We have a natural norm $N$ on $\mathbb{Z}[i]$ given by $N(a+bi) = a^2 + b^2$, for all $a+bi \in \mathbb{Z}[x]$. One can show that w.r.t. this norm, $\mathbb{Z}[i]$ is a Euclidean domain, hence a PID, hence a UFD.
Let $p \in \mathbb{N}$ be a prime such that $p = a^2 + b^2$ for some $a,b \in \mathbb{Z}$. Now suppose $\exists c,d \in \mathbb{Z}$ such that $p = c^2 + d^2$. Then in $\mathbb{Z}[i]$ we have $N(a+bi) = p = N(c+di)$.

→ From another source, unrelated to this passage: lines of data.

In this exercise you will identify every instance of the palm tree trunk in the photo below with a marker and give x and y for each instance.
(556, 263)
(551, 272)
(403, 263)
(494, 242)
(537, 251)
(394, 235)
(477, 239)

Suppose a+bi = (e+fi)(e' +f'i) in $\mathbb{Z}[i]$. Then taking norms (our norm $N$ is multiplicative) we have a^2+b^2 = p = (e^2+f^2)(e'^2 + f'^2), and so without loss of generality one can say that $e^2 + f^2 = p$. Then e'^2 + f'^2 = 1, and the only elements with norm 1 in $\mathbb{Z}[i]$ are $\{1,-1,i,-i\}$, which are also units. Thus, e'+f'i is a unit in $\mathbb{Z}[i]$, which shows that $a+bi$ is irreducible (actually one needs to use the fact that every unit of $\mathbb{Z}[i]$ has norm 1 to conclude that $a+bi$ is not a unit in the first place, but this is easy). Since, $N(c+bi)=p$, by a similar argument $c+di$ is irreducible in $\mathbb{Z}[i]$.
Then in $Z[i]$ we have $(a+bi)(a-bi) = p = (c+di)(c-di)$ is a factorization of $p$ into irreducibles. By unique factorization, say without loss of generality that $c+di = unit \times a+bi$ (here the unit is a unit of $\mathbb{Z}[i]$). Then you are basically done (why?).